Artistic license (alongside more contextually specific derivative terms such as poetic license, historical license, dramatic license, narrative license, and creative license) refers to deviation from fact or form for artistic purposes. It can include alteration of the conventions of grammar or language, or the rewording of pre-existing text.
The artistic license may also refer to the ability of an artist to apply smaller distortions, such as a poet ignoring some of the minor requirements of grammar for poetic effect. For example, Mark Antony's "Friends, Romans, Countrymen, lend me your ears" from Shakespeare's Julius Caesar would technically require the word "and" before "countrymen", but the conjunction "and" is omitted to preserve the rhythm. Conversely, on the next line, the end of "I come to bury Caesar, not to praise him" has an extra syllable because omitting the word "him" would make the sentence unclear, but adding a syllable at the end would not disrupt the meter. Both of these are examples of artistic license.

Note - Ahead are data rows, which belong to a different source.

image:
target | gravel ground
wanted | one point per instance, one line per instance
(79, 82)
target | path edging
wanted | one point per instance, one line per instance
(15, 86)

Another example of artistic license is the way in which stylized images of an object (for instance in a painting or an animated movie) are different from their real life counterparts, but are still intended to be interpreted by the viewer as representing the same thing. This can mean the omission of details, or the simplification of shapes and color shades, even to the point that the image is nothing more than a pictogram. It can also mean the addition of non-existing details, or exaggeration of shapes and colors, as in fantasy art or a caricature.
Certain stylizations have become fixed conventions in art; an agreement between artist and viewer that is understood and undebatable. A striking example is how in simple cartoon drawings' monochromatic white parts on a dark colored surface are immediately recognized by most viewers to represent the reflection of light on a smooth or wet surface.